My dissociative identity is divided into three main neurobiological groups: the going on with normal life self neocortex, nurturing caregiver & child parts of consciousness in the limbic system, & the primitive reptilian brain internal & external // inner & outer protector parts.

The going on with normal life self, associated with the left brain hemisphere, is the only part of consciousness with access to the brain’s neocortex. It is the only part of consciousness capable of effectively regulating the nervous system from within, finding healthy ways to soothe the limbic system, creating new experiences or learning new information, & engaging all portions of the brain in a healthy & effective manner. However, this part of consciousness never developed a window of tolerance & easily becomes unconsciously deactivated within the brain.

All dissociative {trauma-related} parts of consciousness are associated with the right brain hemisphere.
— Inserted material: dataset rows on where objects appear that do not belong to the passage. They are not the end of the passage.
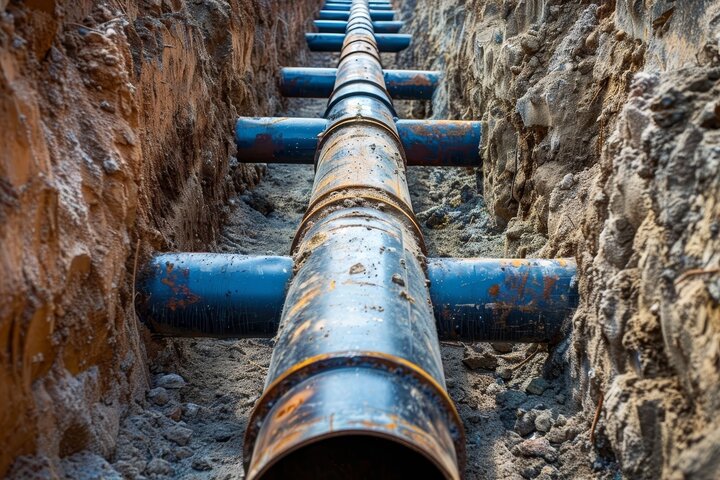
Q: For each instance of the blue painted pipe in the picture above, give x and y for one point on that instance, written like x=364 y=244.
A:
x=210 y=294
x=345 y=7
x=319 y=83
x=375 y=15
x=475 y=299
x=445 y=143
x=523 y=300
x=339 y=26
x=333 y=42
Nurturing caregiver & child parts of consciousness experience life through the brain-body’s limbic system. In charge of facial recognition, these parts can become activated when making eye contact, physically seeing people up close {not from a distance, not inside of a car, not through online interaction}, hearing someone’s voice, or missing somebody. The limbic system functions on familiarity: the more familiar, the more readily the activation; the less familiar, the more difficult it is to activate the limbic system & associated parts of consciousness.

The primitive reptilian brain houses internal & external protector parts of consciousness. Without access to the other brains within the brain, this brain experiences an inability to feel joy, gratitude, or any positive emotional sensations. Survival is the only objective, the only concern, the only cognitive capacity experienced by the primitive reptilian brain.

Neocortex: only part capable of consciously choosing to use the part of the brain responsible for attention-switching tasks.